Graphene antidot lattice waveguides

TL;DR

This paper introduces graphene antidot lattice waveguides, a novel nanostructure that guides electrons with robustness and minimal resistance, modeled analytically and confirmed with atomistic simulations.

Contribution

It presents a new type of graphene waveguide using antidot lattices, with analytical and tight-binding models demonstrating robust electron transport.

Findings

Electrons can be guided through kinks without resistance.

Transport is robust against structural disorder.
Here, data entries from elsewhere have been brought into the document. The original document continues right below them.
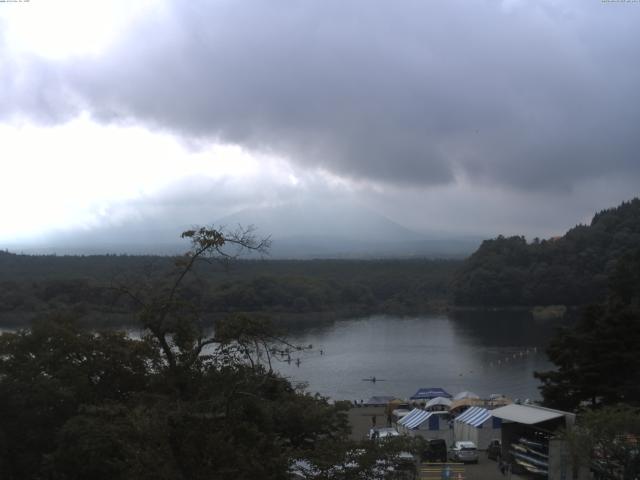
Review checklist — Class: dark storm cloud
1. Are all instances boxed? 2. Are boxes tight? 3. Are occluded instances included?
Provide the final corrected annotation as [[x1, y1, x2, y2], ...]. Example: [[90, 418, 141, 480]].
[[3, 0, 640, 190]]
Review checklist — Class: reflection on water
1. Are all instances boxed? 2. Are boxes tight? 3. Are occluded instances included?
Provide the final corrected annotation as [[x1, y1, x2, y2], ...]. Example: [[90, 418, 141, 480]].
[[277, 312, 555, 400]]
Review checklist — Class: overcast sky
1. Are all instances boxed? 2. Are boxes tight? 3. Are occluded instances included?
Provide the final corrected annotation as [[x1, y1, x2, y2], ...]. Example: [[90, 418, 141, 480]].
[[0, 0, 640, 246]]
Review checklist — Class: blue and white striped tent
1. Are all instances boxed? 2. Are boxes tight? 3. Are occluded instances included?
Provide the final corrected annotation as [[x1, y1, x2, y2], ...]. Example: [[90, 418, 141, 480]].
[[398, 408, 432, 430], [456, 407, 491, 427], [398, 408, 453, 438], [453, 407, 502, 450]]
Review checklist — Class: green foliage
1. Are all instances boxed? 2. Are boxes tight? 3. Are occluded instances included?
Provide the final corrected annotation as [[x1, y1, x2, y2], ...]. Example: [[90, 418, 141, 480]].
[[452, 198, 640, 306], [0, 255, 460, 327], [564, 404, 640, 480], [536, 249, 640, 409], [0, 229, 416, 480]]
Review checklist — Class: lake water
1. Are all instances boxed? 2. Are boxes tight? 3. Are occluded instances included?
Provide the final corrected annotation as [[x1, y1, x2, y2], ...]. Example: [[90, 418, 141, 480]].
[[277, 312, 557, 401]]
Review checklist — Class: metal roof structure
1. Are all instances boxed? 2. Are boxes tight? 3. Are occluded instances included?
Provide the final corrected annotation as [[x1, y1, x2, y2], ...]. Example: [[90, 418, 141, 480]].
[[398, 408, 433, 430], [425, 397, 451, 408], [455, 407, 491, 427], [491, 403, 572, 425], [364, 395, 396, 405]]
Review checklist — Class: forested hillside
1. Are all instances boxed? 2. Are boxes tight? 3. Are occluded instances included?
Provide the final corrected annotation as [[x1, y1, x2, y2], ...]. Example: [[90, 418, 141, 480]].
[[0, 252, 460, 325], [452, 198, 640, 306]]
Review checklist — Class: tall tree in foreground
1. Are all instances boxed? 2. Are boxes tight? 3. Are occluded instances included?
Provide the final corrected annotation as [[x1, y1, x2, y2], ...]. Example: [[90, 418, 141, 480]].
[[0, 228, 416, 480]]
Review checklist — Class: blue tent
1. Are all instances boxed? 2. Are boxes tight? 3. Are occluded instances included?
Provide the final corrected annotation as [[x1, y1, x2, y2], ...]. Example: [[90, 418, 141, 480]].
[[411, 387, 451, 400]]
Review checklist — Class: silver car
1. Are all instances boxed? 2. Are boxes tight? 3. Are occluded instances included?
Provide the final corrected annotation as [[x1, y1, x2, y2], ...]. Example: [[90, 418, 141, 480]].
[[449, 442, 478, 463]]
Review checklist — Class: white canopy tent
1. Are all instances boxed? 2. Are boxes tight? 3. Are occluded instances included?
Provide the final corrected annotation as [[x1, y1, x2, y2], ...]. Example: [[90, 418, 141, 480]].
[[453, 407, 502, 450]]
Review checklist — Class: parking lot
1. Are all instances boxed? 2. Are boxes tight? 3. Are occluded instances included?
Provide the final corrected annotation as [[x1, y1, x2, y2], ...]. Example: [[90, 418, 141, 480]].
[[418, 458, 525, 480]]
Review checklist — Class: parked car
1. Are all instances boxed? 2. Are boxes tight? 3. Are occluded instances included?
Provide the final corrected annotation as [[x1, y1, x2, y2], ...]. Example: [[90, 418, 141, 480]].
[[487, 439, 502, 460], [449, 442, 478, 463], [420, 438, 447, 463]]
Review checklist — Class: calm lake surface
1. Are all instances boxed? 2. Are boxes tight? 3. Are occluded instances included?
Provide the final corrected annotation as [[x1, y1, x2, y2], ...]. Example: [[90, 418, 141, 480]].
[[277, 312, 559, 401]]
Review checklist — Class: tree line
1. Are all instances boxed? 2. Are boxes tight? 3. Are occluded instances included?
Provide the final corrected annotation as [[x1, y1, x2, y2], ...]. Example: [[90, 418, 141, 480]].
[[451, 198, 640, 306], [0, 253, 460, 326]]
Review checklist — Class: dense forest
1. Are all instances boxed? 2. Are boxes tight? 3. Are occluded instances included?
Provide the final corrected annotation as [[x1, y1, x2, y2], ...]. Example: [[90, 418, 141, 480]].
[[452, 198, 640, 306], [0, 229, 421, 480], [0, 252, 460, 326]]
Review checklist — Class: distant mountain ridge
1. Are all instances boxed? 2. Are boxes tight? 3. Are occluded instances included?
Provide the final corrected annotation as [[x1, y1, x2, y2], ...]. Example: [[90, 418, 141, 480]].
[[217, 202, 480, 258], [7, 201, 481, 259], [452, 198, 640, 306]]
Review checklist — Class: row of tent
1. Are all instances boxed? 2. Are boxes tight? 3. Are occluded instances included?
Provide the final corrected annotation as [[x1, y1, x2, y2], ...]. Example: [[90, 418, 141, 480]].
[[397, 407, 502, 449]]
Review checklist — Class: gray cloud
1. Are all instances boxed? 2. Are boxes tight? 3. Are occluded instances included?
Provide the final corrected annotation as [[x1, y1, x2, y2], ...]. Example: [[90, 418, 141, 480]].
[[0, 0, 640, 191]]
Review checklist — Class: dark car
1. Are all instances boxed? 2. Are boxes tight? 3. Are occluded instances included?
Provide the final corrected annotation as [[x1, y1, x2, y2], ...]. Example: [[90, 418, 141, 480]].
[[487, 440, 502, 460], [421, 438, 447, 463]]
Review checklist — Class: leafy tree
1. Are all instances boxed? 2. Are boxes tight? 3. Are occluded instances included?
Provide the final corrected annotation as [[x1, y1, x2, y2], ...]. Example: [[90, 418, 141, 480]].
[[564, 405, 640, 480], [451, 198, 640, 306], [0, 228, 418, 480], [536, 250, 640, 409]]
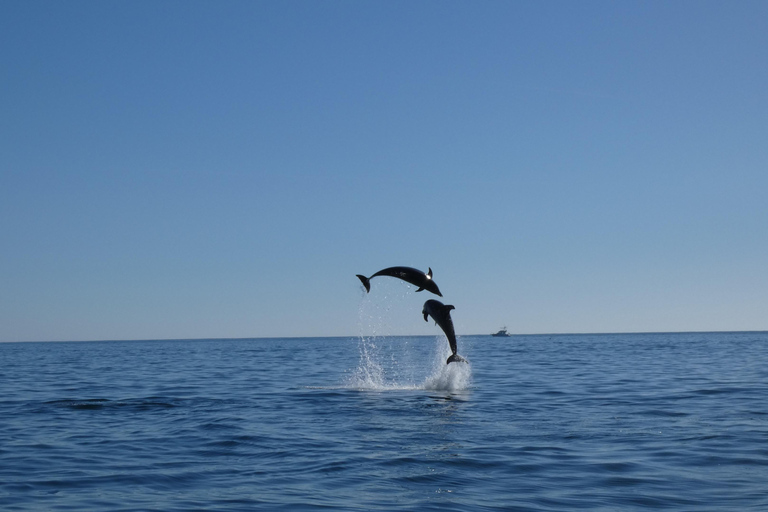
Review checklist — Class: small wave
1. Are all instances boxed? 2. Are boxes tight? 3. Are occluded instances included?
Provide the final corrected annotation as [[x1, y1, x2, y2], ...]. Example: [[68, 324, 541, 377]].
[[45, 397, 178, 411]]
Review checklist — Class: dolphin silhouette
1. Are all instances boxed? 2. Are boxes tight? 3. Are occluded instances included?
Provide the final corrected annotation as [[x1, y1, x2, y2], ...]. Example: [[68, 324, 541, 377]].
[[357, 267, 443, 297], [421, 299, 467, 364]]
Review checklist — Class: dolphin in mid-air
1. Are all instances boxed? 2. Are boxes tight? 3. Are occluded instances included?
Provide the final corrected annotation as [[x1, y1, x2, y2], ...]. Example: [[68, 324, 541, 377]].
[[421, 299, 467, 364], [357, 267, 443, 297]]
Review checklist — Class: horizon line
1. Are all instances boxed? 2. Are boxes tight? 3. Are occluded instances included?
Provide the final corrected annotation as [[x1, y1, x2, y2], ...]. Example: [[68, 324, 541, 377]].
[[0, 329, 768, 343]]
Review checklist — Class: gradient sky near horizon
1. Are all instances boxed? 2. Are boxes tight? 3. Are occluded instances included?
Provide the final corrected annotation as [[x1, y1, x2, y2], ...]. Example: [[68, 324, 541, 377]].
[[0, 0, 768, 341]]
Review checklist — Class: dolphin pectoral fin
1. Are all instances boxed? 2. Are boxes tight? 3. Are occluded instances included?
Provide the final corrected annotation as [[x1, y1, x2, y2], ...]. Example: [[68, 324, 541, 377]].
[[356, 274, 371, 293]]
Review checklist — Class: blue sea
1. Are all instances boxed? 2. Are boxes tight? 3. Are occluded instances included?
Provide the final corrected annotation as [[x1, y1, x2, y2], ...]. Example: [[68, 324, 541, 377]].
[[0, 332, 768, 512]]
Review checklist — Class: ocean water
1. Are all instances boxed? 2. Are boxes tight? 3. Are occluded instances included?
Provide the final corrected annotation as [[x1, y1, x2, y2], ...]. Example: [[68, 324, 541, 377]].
[[0, 332, 768, 511]]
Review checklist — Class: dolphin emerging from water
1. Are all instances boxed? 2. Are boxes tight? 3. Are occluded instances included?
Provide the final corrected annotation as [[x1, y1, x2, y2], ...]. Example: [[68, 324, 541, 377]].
[[357, 267, 443, 297], [421, 299, 467, 364]]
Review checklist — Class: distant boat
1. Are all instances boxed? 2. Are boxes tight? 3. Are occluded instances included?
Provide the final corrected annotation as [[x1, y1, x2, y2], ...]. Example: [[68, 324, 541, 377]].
[[491, 326, 509, 338]]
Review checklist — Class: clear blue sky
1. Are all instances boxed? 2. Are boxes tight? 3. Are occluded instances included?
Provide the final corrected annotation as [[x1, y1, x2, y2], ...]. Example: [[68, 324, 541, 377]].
[[0, 0, 768, 341]]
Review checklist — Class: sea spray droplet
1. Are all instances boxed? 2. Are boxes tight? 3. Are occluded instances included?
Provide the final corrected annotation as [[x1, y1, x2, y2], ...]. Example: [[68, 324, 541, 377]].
[[423, 363, 472, 391]]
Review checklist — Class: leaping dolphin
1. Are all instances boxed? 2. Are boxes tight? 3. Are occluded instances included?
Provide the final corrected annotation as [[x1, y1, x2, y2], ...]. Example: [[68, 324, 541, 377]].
[[421, 299, 467, 364], [357, 267, 443, 297]]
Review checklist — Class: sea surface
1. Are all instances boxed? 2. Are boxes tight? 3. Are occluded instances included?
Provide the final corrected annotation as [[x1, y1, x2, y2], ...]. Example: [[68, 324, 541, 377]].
[[0, 332, 768, 512]]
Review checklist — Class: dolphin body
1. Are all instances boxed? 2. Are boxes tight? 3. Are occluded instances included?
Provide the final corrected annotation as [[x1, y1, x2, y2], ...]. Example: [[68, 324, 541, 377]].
[[357, 267, 443, 297], [421, 299, 467, 364]]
Analytical and tight-binding models agree well.

Abstract

We introduce graphene antidot lattice waveguides: nanostructured graphene where a region of pristine graphene is sandwiched between regions of graphene antidot lattices. The band gap in the surrounding antidot lattices enable localized states to emerge in the central waveguide region. We model the waveguides via a position-dependent mass term in the Dirac approximation of graphene, and arrive at analytical results for the dispersion relation and spinor eigenstates of the localized waveguide modes. To include atomistic details we also use a tight-binding model, which is in excellent agreement with the analytical results. The waveguides resemble graphene nanoribbons, but without the particular properties of ribbons that emerge due to the details of the edge. We show that electrons can be guided through kinks without additional resistance and that transport through the waveguides is robust against structural disorder.